SEW: I want to create a live installation but I need to work on it before I reveal too much.
KL: How long have you been working on the series?
SEW: I started these images two years ago. You can never really say when it’s going to rain or when you’re going to see a good reflection. You cannot influence that. And also, this is why almost all of the images I’ve taken of reflections were taken on my phone, these are always captured spontaneously. So there is no camera involved in that series.
KL: Does that make a difference? I hear this a lot – But I just took it with my mobile phone. Yet recently there’s been a fairly highly acclaimed film that’s come out shot purely on iPhone and we are moving towards legitimising it as a medium. Do you feel psychologically, when you are shooting on your phone, that you are doing something less artistic or creative?
SEW: I, myself, am in the process of trying to figure out how I feel about it. I would also introduce this project to other people and I would say, it’s only shot by iPhone. In the end, I think again, that it’s only the image that counts. Maybe it would help if there were more artists exploring with this digital medium and transforming it into something that has a wider acceptance in todays creative world. I guess there would not be this feeling of stigma using a phone in an artistic context.
KL: What’s more important to you, is it purely the aesthetic or, is it also what you’re trying to express through the image?
SEW: Its a combination. I am always more dragged to aesthetics and I cannot break out of that. But my images always have a thought behind it. People who see my images might not understand the meaning behind it but I leave it up to them to built their own story about it.
KL: You mentioned that you haven’t decided yet how tight the parameters of this series were going to be, whether you were going to focus on architecture or portraiture.
SEW: I would like to have more portrait pictures in the “reflecting China series” but I'll have to hope for more rain to turn Beijing into a great reflection zone. But in general I like to take portrait pictures of people in the hutongs. I am especially inspired by old people and their style, especially when the mix western elements with their traditional Chinese clothes.

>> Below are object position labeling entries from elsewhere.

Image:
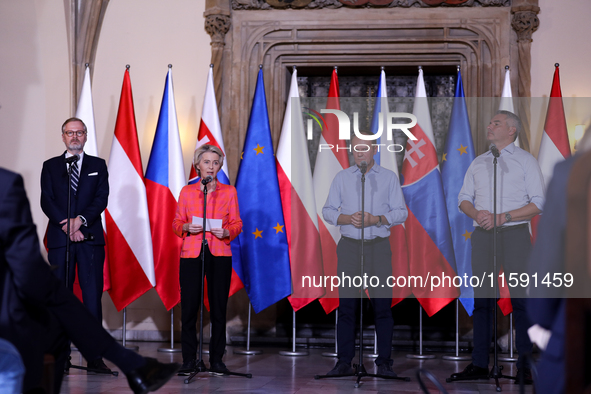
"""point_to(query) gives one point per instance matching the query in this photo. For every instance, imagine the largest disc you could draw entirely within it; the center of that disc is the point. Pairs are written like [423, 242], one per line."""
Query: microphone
[363, 167]
[494, 150]
[207, 179]
[71, 159]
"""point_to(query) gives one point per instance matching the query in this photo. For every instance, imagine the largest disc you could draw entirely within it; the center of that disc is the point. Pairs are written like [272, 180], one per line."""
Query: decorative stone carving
[317, 4]
[525, 23]
[217, 26]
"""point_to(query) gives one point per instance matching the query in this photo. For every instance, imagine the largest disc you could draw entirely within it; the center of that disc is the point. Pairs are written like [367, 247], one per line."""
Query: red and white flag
[328, 164]
[555, 146]
[131, 263]
[298, 202]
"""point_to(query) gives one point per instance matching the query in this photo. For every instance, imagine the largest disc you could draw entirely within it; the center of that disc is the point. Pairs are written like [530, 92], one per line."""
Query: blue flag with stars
[260, 255]
[457, 156]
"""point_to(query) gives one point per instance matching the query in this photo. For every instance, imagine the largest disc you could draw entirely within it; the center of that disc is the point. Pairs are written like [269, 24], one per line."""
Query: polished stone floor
[274, 373]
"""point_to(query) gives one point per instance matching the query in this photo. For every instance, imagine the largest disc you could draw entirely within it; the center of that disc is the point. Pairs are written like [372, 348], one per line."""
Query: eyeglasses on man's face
[78, 133]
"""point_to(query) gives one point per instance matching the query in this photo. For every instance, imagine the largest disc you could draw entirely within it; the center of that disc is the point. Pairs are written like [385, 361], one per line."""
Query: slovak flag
[299, 207]
[387, 159]
[430, 247]
[165, 177]
[210, 130]
[131, 262]
[328, 164]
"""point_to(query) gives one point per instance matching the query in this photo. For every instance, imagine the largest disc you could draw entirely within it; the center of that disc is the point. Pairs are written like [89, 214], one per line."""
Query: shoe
[386, 370]
[471, 372]
[151, 376]
[188, 368]
[99, 366]
[341, 368]
[525, 375]
[218, 368]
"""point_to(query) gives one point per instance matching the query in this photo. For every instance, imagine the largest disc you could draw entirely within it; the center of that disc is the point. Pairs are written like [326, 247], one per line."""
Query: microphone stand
[496, 369]
[68, 362]
[359, 370]
[200, 367]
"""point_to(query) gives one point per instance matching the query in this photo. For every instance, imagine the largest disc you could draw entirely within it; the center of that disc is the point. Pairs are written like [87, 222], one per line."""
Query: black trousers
[513, 250]
[377, 263]
[218, 271]
[90, 260]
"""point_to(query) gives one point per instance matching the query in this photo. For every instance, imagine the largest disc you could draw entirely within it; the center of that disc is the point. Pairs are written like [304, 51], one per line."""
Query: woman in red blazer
[222, 204]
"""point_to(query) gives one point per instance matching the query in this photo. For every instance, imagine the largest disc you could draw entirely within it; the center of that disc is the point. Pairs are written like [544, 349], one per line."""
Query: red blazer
[222, 203]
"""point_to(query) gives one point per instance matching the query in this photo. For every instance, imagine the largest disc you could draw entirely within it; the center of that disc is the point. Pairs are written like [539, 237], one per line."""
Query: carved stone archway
[482, 36]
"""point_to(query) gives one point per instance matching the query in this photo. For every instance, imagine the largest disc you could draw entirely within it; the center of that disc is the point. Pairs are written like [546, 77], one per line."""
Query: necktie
[75, 177]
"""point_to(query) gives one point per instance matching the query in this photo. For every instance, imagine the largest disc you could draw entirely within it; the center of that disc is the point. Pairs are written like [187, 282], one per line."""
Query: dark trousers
[513, 249]
[65, 320]
[377, 262]
[218, 271]
[90, 260]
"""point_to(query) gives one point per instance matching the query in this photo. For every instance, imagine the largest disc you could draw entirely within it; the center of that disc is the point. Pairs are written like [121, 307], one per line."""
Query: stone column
[217, 24]
[525, 22]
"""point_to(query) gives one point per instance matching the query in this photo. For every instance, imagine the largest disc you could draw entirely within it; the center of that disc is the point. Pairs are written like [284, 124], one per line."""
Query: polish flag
[507, 97]
[328, 164]
[210, 132]
[299, 205]
[555, 146]
[131, 263]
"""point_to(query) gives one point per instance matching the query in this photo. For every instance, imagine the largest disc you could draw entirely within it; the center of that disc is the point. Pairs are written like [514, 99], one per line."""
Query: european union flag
[457, 156]
[260, 254]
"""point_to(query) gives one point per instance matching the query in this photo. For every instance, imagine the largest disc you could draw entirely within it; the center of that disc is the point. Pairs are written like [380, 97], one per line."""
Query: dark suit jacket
[33, 302]
[545, 305]
[90, 200]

KL: And there’s an element of reflection in there, too!
SEW: Yes, sometimes.
KL: Are these taken on your phone?
SEW: No, these are taken with my digital camera. It gives me the freedom to be more anonymous and hidden since I can zoom in and don't disturb the person in their actions. Also I can frame it better which completes the portrait as I believe the background is equally important to the person portrayed.
KL: Do you tend to be a stealth photographer or do you go up and speak to your subjects?
SEW: It depends. I’m more of stealth at the beginning and then when I realize they see me, I ask, but I usually don’t want to interrupt their actions because this is what makes it beautiful to me. I don’t want to have a “stood-up” photo so I usually don’t ask.
KL: You avoiding any posing?
SEW: Usually yes, but I have to say I had one woman, she was posing for me and I went to do a series with her.
KL: This is a stranger or somebody that you know?
SEW: She’s a stranger. This lady here in front of the hutongs, she was so beautiful and she would let me take her picture and as I showed it to her, she was like, No, no! Take one more because my hand is in the wrong place.
There is something beautiful in her face and I liked her reaction towards me so even though I don't understand her language I would like to see her every day and capture her mood in a series.
KL: Are there any other series that you’re working on?
SEW: Yes. The series is called My Other Self. I met Nick in summer and he was wearing a Lana Del Ray T- Shirt and at first sight I thought it was him wearing his own picture on his shirt.
KL: So he was randomly wearing this t-shirt?
SEW: I think it was one of his favorite shirts and many people were confused seeing him wearing this shirt. So this was very inspiring.
KL: There is a strange resemblance.
SEW: Yes. There is. Strangeness is always inspiring. We had to try it out so we just met and decided to transform him more into the artist on his shirt and see what evolves out of that.
KL: I love the idea.
SEW: Yes, it was very interesting to see what happened. We went out to the hutongs and after a while of discomfort and a lot of Lana music he started to feel more and more like her... His moves started to flow and he became sexier and more female with each pose. It was nice to see this transition and feel the power behind the shirt and seeing him become one with this person.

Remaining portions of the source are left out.